Q: I am looking to put together a quality cutlery set. Can you tell me which knives are essential to a well-stocked kitchen?
-- Paula Tomak, Cave Creek, Arizona
There are five knives that make up the basis of a good knife set, (although many chefs, amateur and professional, extend their collections well beyond these few): An 8- or 10-inch chef's knife, a paring knife, a 6- or 8-inch boning knife, a 10-inch slicer, and an 8- or 9-inch serrated bread knife.

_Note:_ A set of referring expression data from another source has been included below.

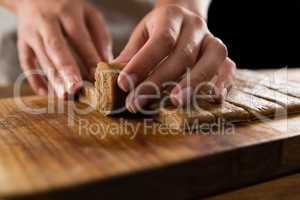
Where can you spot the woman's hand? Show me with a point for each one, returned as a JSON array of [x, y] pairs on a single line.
[[164, 45], [45, 30]]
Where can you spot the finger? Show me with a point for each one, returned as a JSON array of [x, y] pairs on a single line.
[[99, 33], [161, 42], [80, 38], [58, 51], [29, 66], [184, 56], [214, 54], [225, 79], [137, 40], [48, 67]]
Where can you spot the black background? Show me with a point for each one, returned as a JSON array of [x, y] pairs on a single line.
[[258, 33]]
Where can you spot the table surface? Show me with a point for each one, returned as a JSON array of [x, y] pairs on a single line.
[[42, 156]]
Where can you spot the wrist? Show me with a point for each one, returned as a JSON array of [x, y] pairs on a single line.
[[199, 7]]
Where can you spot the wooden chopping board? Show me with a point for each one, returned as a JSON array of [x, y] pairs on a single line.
[[45, 154]]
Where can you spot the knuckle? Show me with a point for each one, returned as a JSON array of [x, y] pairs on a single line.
[[220, 48], [173, 9], [188, 53], [168, 38], [54, 43], [198, 21]]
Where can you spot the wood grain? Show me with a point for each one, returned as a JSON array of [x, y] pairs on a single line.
[[280, 189]]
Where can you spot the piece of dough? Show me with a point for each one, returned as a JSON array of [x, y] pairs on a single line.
[[111, 97]]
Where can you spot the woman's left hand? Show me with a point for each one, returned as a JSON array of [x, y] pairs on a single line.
[[167, 42]]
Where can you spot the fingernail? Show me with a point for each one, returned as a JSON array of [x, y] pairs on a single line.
[[122, 58], [108, 55], [222, 95], [60, 91], [42, 91], [182, 97], [127, 82]]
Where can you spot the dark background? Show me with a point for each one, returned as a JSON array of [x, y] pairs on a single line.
[[258, 33]]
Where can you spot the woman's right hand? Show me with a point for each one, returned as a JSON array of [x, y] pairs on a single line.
[[45, 30]]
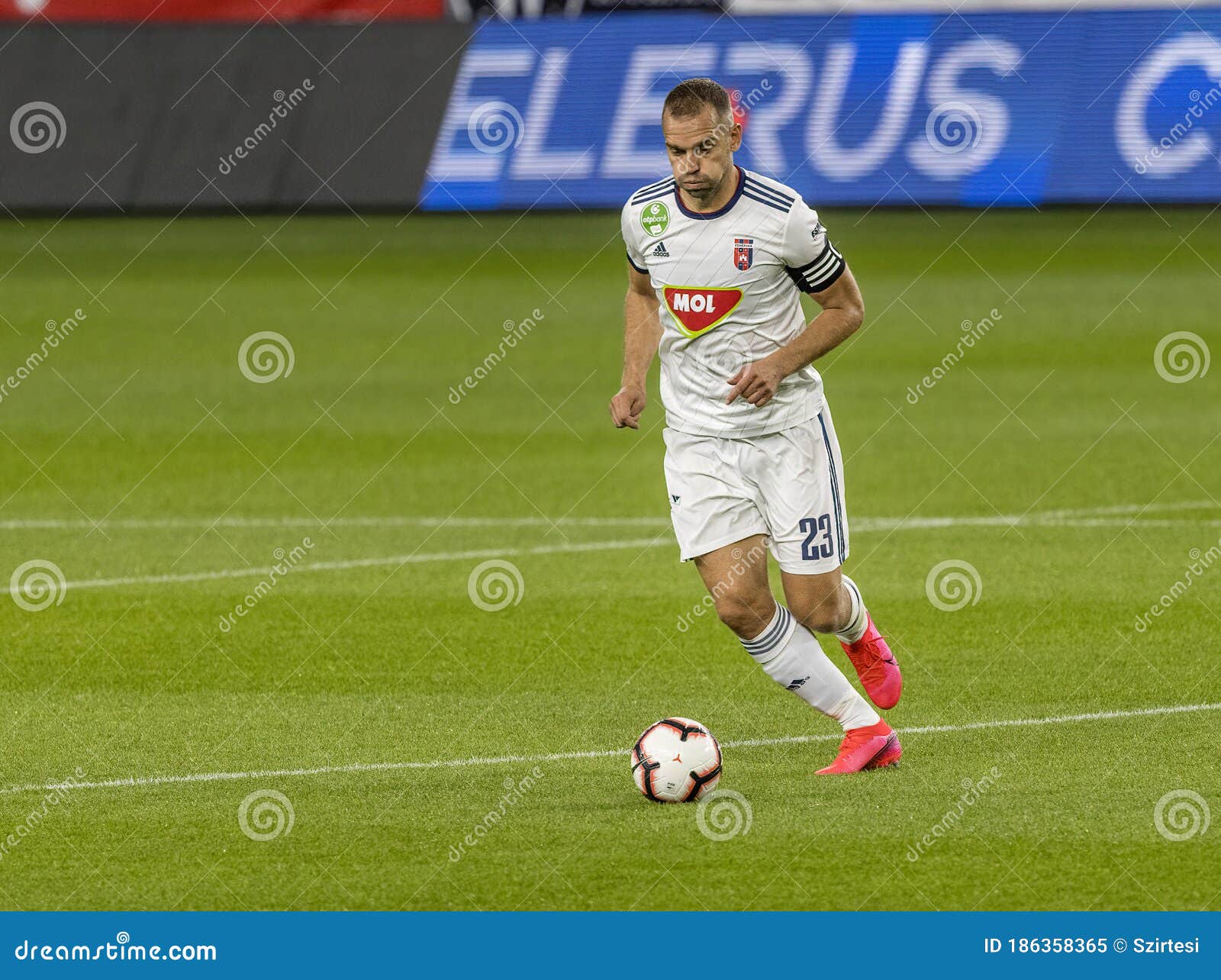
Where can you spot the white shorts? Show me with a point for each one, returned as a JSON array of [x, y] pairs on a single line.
[[787, 485]]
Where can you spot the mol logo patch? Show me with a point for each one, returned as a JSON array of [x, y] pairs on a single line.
[[696, 309]]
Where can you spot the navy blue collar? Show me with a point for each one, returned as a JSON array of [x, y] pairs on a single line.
[[720, 211]]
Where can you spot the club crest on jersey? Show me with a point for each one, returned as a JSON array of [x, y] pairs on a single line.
[[655, 219], [697, 309], [744, 253]]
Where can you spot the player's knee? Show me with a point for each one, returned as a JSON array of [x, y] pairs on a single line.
[[744, 612], [821, 616]]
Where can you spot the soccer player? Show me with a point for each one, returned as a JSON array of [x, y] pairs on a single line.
[[717, 257]]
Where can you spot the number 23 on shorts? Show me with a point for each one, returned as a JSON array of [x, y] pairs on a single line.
[[818, 543]]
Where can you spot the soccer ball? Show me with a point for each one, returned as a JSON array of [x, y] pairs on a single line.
[[675, 760]]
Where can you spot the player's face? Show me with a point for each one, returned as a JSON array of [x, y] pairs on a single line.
[[701, 152]]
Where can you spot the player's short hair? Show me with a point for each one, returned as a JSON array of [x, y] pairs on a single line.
[[690, 98]]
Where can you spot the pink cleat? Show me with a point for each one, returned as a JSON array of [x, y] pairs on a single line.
[[872, 747], [876, 666]]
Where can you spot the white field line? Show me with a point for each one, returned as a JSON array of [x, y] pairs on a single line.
[[559, 756], [867, 524], [333, 566], [413, 521]]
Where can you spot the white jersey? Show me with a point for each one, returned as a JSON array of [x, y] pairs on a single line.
[[728, 285]]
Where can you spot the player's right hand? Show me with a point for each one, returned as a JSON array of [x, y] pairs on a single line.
[[627, 406]]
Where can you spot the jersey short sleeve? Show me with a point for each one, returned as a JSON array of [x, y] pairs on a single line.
[[810, 258], [628, 227]]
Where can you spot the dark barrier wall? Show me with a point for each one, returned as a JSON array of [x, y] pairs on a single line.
[[217, 116]]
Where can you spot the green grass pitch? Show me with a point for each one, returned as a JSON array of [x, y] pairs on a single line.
[[138, 459]]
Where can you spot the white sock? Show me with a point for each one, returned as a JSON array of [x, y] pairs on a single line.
[[859, 621], [791, 656]]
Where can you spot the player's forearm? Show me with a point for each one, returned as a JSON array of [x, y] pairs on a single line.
[[643, 331], [824, 334]]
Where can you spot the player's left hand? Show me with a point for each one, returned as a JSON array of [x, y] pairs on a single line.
[[756, 382]]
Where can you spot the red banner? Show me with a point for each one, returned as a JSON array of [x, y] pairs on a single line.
[[246, 11]]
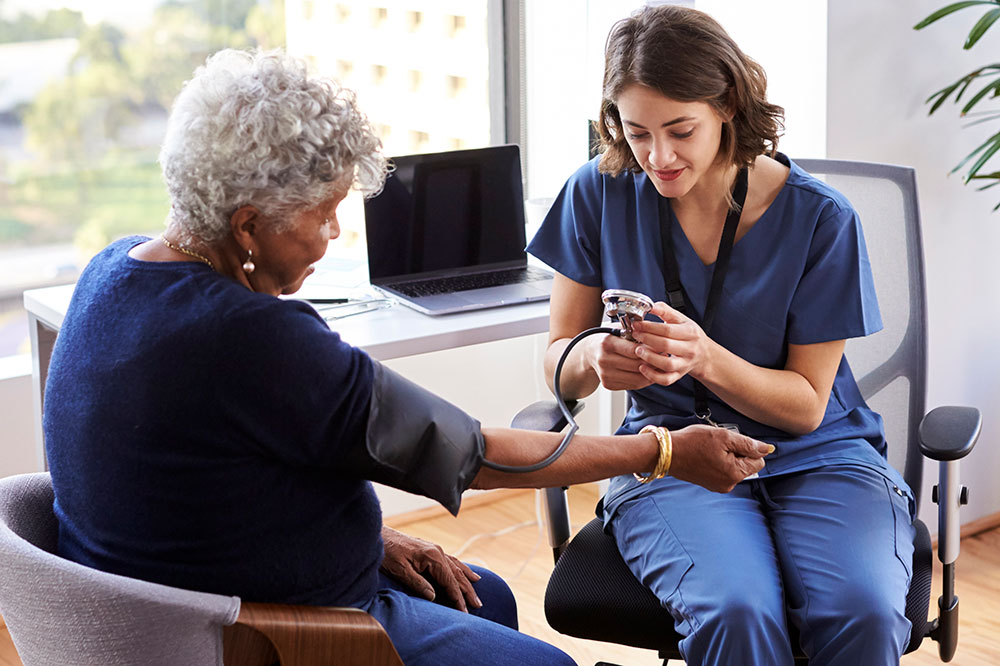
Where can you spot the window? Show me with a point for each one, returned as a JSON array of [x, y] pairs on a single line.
[[413, 20], [455, 85], [416, 77], [456, 24], [84, 97]]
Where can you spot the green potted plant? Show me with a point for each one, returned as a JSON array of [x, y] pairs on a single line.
[[986, 79]]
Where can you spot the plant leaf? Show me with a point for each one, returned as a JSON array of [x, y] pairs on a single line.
[[987, 116], [993, 87], [982, 146], [954, 7], [978, 30], [992, 145]]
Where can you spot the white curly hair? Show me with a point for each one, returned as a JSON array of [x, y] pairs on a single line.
[[253, 128]]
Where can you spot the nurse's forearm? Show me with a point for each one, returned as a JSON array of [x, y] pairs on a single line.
[[587, 458], [785, 398], [714, 458]]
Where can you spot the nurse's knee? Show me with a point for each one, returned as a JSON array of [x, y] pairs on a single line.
[[863, 612]]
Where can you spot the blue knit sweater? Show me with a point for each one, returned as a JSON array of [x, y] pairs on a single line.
[[195, 431]]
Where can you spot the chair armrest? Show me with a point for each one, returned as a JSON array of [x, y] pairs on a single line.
[[306, 636], [949, 433], [545, 416]]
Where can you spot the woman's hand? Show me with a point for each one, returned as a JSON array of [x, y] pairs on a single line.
[[671, 349], [413, 561], [715, 458], [615, 361]]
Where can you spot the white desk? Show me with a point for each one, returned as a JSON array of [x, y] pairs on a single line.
[[385, 334]]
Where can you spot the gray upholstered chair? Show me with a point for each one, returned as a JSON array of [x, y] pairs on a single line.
[[593, 594], [60, 612]]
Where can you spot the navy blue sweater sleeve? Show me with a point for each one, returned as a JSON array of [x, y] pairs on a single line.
[[297, 391]]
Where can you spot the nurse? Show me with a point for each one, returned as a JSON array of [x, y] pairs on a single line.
[[766, 274]]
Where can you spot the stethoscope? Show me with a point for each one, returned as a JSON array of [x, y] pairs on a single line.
[[621, 306]]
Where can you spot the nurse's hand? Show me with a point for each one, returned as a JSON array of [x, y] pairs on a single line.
[[423, 566], [670, 349], [615, 362], [715, 458]]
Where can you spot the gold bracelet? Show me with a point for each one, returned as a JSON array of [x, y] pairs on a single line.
[[666, 454]]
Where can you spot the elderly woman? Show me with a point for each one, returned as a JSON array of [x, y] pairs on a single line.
[[204, 433]]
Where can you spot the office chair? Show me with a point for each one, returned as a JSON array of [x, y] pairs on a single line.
[[61, 612], [593, 594]]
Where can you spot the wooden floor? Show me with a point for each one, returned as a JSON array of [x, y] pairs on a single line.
[[520, 554]]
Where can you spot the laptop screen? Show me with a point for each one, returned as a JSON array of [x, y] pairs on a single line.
[[447, 213]]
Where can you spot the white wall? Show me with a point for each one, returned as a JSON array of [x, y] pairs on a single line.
[[788, 38], [880, 73], [17, 426]]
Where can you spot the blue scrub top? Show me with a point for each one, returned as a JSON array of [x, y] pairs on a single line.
[[801, 275]]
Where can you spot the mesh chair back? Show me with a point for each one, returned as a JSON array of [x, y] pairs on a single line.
[[890, 366], [60, 612]]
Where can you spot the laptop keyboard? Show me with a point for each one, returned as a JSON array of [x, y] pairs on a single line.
[[453, 283]]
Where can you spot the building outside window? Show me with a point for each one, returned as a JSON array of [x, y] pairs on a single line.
[[420, 69], [86, 86]]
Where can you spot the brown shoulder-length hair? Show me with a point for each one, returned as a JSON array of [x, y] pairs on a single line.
[[685, 55]]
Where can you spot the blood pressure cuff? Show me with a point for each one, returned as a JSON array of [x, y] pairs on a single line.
[[418, 442]]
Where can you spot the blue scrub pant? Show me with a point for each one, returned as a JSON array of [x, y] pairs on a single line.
[[830, 550], [426, 633]]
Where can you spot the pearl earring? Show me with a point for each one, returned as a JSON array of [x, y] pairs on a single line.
[[248, 265]]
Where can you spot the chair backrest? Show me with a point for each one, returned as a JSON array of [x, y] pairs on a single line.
[[891, 365], [60, 612]]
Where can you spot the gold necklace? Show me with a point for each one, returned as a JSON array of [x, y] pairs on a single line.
[[190, 253]]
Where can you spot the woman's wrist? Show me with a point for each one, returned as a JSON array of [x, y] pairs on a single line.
[[664, 453]]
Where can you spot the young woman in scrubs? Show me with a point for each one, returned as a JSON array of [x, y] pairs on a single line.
[[821, 539]]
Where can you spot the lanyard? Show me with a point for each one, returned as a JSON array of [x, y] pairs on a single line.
[[676, 297]]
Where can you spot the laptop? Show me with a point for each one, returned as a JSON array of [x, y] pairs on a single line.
[[446, 234]]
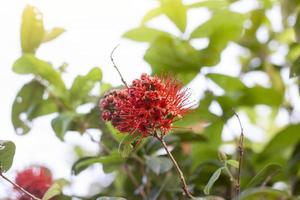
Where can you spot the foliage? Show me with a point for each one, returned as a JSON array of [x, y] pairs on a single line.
[[139, 167]]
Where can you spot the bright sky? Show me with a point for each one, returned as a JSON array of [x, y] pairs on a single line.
[[93, 27]]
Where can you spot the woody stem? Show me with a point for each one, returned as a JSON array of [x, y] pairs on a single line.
[[19, 187], [180, 174]]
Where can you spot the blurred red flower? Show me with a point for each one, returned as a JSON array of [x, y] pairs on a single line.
[[149, 104], [35, 180]]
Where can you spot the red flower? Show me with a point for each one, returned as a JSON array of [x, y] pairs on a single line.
[[35, 180], [149, 104]]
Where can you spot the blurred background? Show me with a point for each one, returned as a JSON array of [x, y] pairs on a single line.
[[95, 27]]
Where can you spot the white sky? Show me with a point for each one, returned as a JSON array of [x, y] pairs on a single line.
[[93, 27]]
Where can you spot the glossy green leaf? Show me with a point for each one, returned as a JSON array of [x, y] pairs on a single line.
[[265, 174], [125, 146], [7, 153], [264, 193], [83, 85], [209, 198], [114, 159], [223, 26], [176, 12], [228, 83], [212, 181], [257, 95], [159, 165], [210, 4], [55, 189], [233, 163], [144, 34], [32, 29], [54, 33], [152, 14], [295, 68], [28, 104], [29, 64], [284, 140], [297, 27], [167, 55], [62, 123]]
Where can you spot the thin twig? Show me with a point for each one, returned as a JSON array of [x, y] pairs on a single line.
[[241, 154], [19, 188], [115, 66], [180, 174]]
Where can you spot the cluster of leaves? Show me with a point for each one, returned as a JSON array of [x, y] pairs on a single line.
[[196, 148]]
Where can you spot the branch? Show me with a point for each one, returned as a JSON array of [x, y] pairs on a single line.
[[180, 174], [241, 154], [134, 181], [19, 187], [115, 66]]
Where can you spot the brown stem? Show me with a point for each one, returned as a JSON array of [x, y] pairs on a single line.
[[19, 188], [115, 66], [241, 154], [180, 174]]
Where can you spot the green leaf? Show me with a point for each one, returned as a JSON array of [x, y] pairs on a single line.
[[7, 153], [209, 198], [125, 146], [32, 29], [210, 4], [263, 193], [152, 14], [55, 189], [54, 33], [225, 25], [228, 83], [233, 163], [159, 165], [144, 34], [176, 12], [295, 68], [28, 104], [212, 181], [29, 64], [167, 55], [265, 174], [297, 27], [62, 123], [285, 140], [114, 159], [257, 95], [83, 85]]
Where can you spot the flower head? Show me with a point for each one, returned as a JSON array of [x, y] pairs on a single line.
[[147, 105], [35, 180]]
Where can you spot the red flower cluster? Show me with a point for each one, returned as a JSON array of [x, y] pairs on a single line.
[[149, 104], [35, 180]]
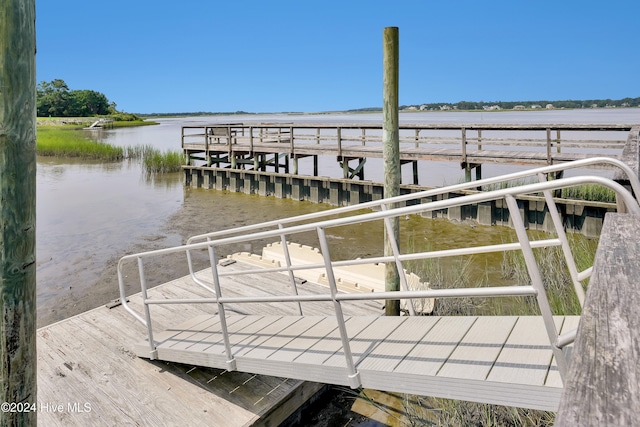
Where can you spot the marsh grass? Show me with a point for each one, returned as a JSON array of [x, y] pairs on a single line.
[[456, 273], [156, 161], [590, 192], [587, 192], [63, 142]]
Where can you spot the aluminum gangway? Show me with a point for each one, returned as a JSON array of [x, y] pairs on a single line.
[[509, 360]]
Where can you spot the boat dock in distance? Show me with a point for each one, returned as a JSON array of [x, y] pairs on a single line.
[[258, 146]]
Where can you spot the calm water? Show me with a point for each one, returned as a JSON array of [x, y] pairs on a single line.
[[89, 215]]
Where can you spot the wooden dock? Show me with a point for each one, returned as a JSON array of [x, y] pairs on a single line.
[[89, 375], [257, 146]]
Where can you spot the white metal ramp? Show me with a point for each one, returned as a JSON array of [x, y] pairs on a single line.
[[515, 360], [503, 360]]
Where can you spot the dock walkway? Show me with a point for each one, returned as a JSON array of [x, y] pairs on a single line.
[[503, 360], [258, 145]]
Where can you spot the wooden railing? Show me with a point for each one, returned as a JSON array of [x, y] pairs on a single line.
[[463, 139]]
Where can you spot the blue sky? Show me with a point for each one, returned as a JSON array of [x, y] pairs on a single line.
[[274, 56]]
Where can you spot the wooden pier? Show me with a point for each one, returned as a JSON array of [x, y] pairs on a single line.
[[279, 146]]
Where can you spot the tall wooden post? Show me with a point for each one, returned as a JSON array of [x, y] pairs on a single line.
[[391, 153], [17, 212]]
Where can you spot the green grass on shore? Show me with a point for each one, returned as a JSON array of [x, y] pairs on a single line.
[[63, 142]]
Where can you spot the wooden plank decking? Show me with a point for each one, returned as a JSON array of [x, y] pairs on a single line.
[[491, 359], [433, 153], [85, 364]]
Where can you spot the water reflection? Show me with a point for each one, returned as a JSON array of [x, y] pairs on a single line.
[[89, 212]]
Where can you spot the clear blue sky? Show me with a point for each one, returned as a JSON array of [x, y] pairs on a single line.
[[274, 56]]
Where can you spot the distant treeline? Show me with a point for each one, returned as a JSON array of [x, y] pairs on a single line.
[[462, 105], [195, 113], [515, 105]]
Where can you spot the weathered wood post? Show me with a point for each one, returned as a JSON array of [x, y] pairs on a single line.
[[391, 153], [17, 212]]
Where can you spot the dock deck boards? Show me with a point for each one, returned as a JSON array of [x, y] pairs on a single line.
[[88, 359], [534, 156], [493, 359]]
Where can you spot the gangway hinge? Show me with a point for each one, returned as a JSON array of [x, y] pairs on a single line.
[[354, 380]]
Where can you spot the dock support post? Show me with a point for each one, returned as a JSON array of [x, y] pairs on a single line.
[[391, 155], [18, 357]]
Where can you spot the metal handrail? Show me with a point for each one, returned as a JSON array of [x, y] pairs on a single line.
[[284, 230]]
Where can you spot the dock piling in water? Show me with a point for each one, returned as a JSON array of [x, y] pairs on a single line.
[[391, 155], [18, 358]]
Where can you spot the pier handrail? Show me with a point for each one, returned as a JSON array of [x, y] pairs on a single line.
[[283, 232], [344, 135], [539, 173], [631, 175]]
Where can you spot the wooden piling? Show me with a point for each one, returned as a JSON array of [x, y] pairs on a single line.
[[391, 152], [603, 382], [18, 357]]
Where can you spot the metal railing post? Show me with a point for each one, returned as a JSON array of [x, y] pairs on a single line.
[[354, 376], [153, 352], [536, 282], [549, 160], [566, 249], [464, 145], [287, 258], [231, 362]]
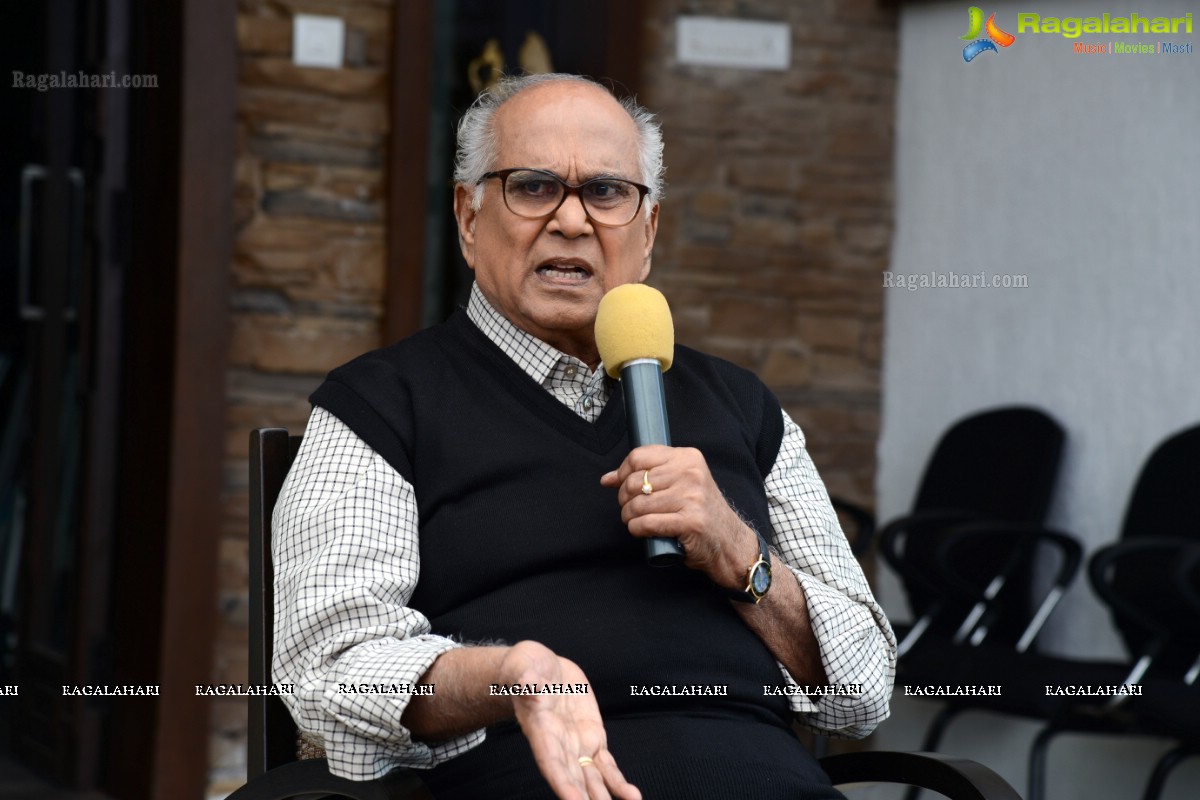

Choose good-quality forged steel knives that feel comfortable in your hand, are well-balanced, and have a tang -- the part of the knife covered by the handle -- that extends all the way down the length of the handle; this will add strength and balance.
Other knives Martha has added to her collection include a long knife for smoked salmon, a rounded shaping knife, and several shorter, heavier chef's knives for carving.
To keep cutlery in top condition, you need to sharpen them regularly. There are two excellent tools for this purpose: the sharpening steel and the sharpening stone. A sharpening steel is a long, rounded filelike tool with a knife handle. To use it, simply stroke the knife blade over the steel in one direction, bringing it along the steel in an arc that follows the curved edge of the blade, repeating several times on each side. To test the sharpness of the blade, try cutting a tomato: If the blade glides easily through the flesh, it is sharp enough. A sharpening stone is a rectangular piece of stone that is used wet -- saturated with either water or oil. Hold your knife at a slight angle against the surface of the stone, and rub it in a circular motion, repeating on each side. Clean the blade carefully after sharpening, and try the "tomato test" to ensure sharpness.